Northern communities are struggling to deal with the epidemic of addictions and homelessness.  We can’t leave it up to municipalities to deal with these problems on their own. The fact that people are shuffled between communities says that these are province-wide problems, and the Province needs to step up and fund the necessary services. As much as possible, we should help people struggling with addictions in their home communities where they are more likely to have support from family and friends.

In the short run, we need to make it easier for those in remote communities to access the healthcare system by immediately extending OHIP to cover telemedicine services, including a wider range of mental healthcare providers including psychologists, nurses, therapists, social workers and other essential mental healthcare providers.

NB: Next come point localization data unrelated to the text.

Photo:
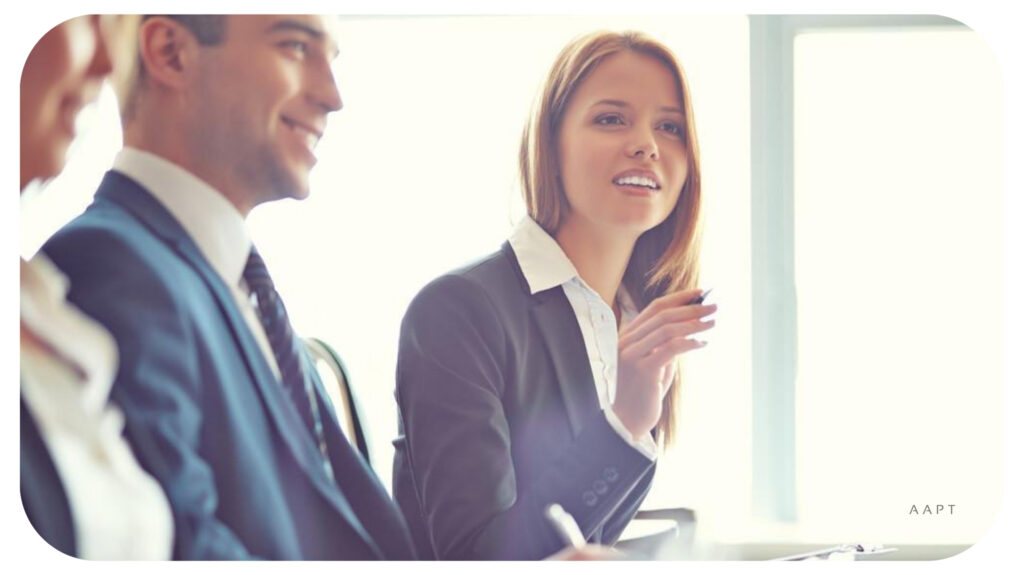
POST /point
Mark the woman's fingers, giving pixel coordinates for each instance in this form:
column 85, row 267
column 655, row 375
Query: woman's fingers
column 638, row 330
column 656, row 338
column 670, row 350
column 667, row 302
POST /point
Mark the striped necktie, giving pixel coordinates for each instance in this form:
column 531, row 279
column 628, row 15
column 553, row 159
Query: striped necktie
column 286, row 350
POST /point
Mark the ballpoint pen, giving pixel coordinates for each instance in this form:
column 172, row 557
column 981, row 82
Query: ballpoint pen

An important overarching goal for Indigenous health care is to overcome intergenerational trauma. The provincial government must do its part, working together with other levels of government, to achieve this long term goal.

The lack of housing is just as much of a problem in the North as it is in the South. Builders are not active where the increased cost (materials, skilled labour, financing) has outpaced residents’ ability to afford rent or a mortgage. In particular, temporary residents, like students or people in cities seeking services, are having the most trouble finding affordable places to live.

Two things which can be done are: 1) Incentivize smaller, more affordable dwellings and 2) build seniors residences in the communities they live in, so they can downsize and leave behind increased housing supply for families. See more about my ideas for housing here.

From the forests that supply the lumber or pulp and paper industries, to mineral-rich lands that power manufacturing and technological opportunities, the North gives its residents a wellspring of opportunity and growth, which can also power Ontario’s economic resilience. But it is more than that. The region's breathtaking natural landscapes and diverse ecosystems remind us of our duty to safeguard our environment for generations to come. Distinctive Indigenous and settler communities remind us of a northern way of life that should be cherished.

Yet, with its expansive geography comes unique challenges - challenges that require innovative policies, strategic investments, and unwavering commitment. We must be resolute in fostering connectivity by improving the region’s infrastructure, understanding the effects of climate change and expanding healthcare access and housing affordability across Northern Ontario.